Durante a troca de prazeres carnais, em uma das salas menos arruinadas do local, a jovem nativa se mostrou experiente na arte de amar e surpreendeu o cimério, ao, não só permitir, mas implorar para que Conan a sodomizasse durante a relação. Ela não se parecia com as mulheres, conhecidas por ele, as quais gostavam disso, mas ele, é claro, atendeu ao pedido dela, após lubrificá-la adequadamente. Extasiado em vê-la sentir ainda mais prazer no ânus que na vagina, o cimério atingiu o clímax ao mesmo tempo em que a mulher de pele moreno-escura.
Após o orgasmo, eles descansaram lado a lado. Então, levantando-se sobre os cotovelos, ele perguntou-lhe o nome:
- Manatha – respondeu a jovem. – E o seu?
- Conan – ele respondeu, após um lampejo que lhe reduziu significativamente a amnésia.
Com a memória quase recuperada após o enlace amoroso, o satisfeito cimério começou a se vestir, e se surpreendeu novamente, desta vez ao ver o desenho de uma divindade feminina numa coluna – igual às representações de Ishtar, feita nas residências de Akbitana.
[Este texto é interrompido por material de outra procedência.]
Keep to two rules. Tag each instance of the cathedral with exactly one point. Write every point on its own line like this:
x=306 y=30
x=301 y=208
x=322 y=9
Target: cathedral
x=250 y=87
Ainda surpreso, Conan viu uma outra criatura monstruosa sair da escuridão. Era uma serpente semelhante à que ele e seu amigo haviam matado, horas antes, só que menor – sem dúvida, um filhote. Os gritos de Manatha chamaram a atenção de Djebal, o qual partiu para ajudar o cimério a salvar a jovem ainda nua.
Ao chegar, ele viu o cimério enfiar uma lança, encontrada ao acaso no chão daquele quarto, na boca da criatura – pois não tivera tempo de agarrar a espada. Djebal completou o serviço do cimério, enfiando, até o cabo, sua cimitarra na cabeça da criatura. Esta se debateu durante um minuto – o qual mais pareceu uma eternidade, no qual sua cauda açoitava e esvoaçava – e, num último espasmo, morreu.
Após o último estertor de morte da criatura, o cimério e o shemita retiraram as armas do enorme corpo da mesma e perceberam que estavam na própria Akbitana, só que séculos ou milênios no futuro. Djebal atribuiu isso ao governante feiticeiro de Akbitana. Embora já se lembrando do próprio nome e missão, nomes como “Akbitana” e “Sobek” – assim como o de sua querida companheira de tenda Nazira – ainda eram meras lembranças, vagas e sem sentido, na mente de Conan.
* * *
As horas se passavam, mas, para estranheza de Conan e Djebal, a lua não se movia. Eles estavam prestes a interrogar Manatha – esta, montada na traseira da montaria que o cimério cavalgava –, quando repentinamente avistaram uma cena numa clareira: uma bela mulher, de pouco mais de trinta anos, seminua e amarrada a um tronco de árvore. Três selvagens atarracados, emplumados e pintados, vestidos com tangas de pele, cercavam-na.
Neles, assim como naqueles que o bárbaro enfrentara antes de reencontrar Djebal, havia uma feroz vitalidade inata, comparável apenas à de um lobo ou à de uma pantera. Em cada linha de seus corpos flexíveis e compactos, assim como em seus rudes cabelos lisos e lábios finos, isto era evidente – no feitio aquilino das cabeças sobre os pescoços musculosos, nos largos ombros quadrados, nos peitos profundos, quadris leoninos e pés estreitos.
Estavam se tornando caçadores de cabeças. Constituídos com a selvagem economia de uma pantera, eles era imagens de potencialidades dinâmicas. Um deles se punha a uma distância de dez metros da mulher atada e atirava um machado de ferro em sua direção. A lâmina se cravou no tronco de madeira, apenas dois centímetros à esquerda do rosto dela, cortando-lhe uma mecha do longo cabelo negro.
Sem pensar duas vezes, Conan arremessou sua lança, certeira, nas costas do que estava jogando com a vida da mulher, e com tal força que a ponta do longo dardo se projetou pelo peito robusto do selvagem de pele escura. O segundo investiu contra o grupo, mas Djebal desmontou.
- Deixe esse para mim, Conan! – disse o shemita, pouco antes de atravessar o pescoço do atacante, sem que este tivesse tempo de brandir a espada.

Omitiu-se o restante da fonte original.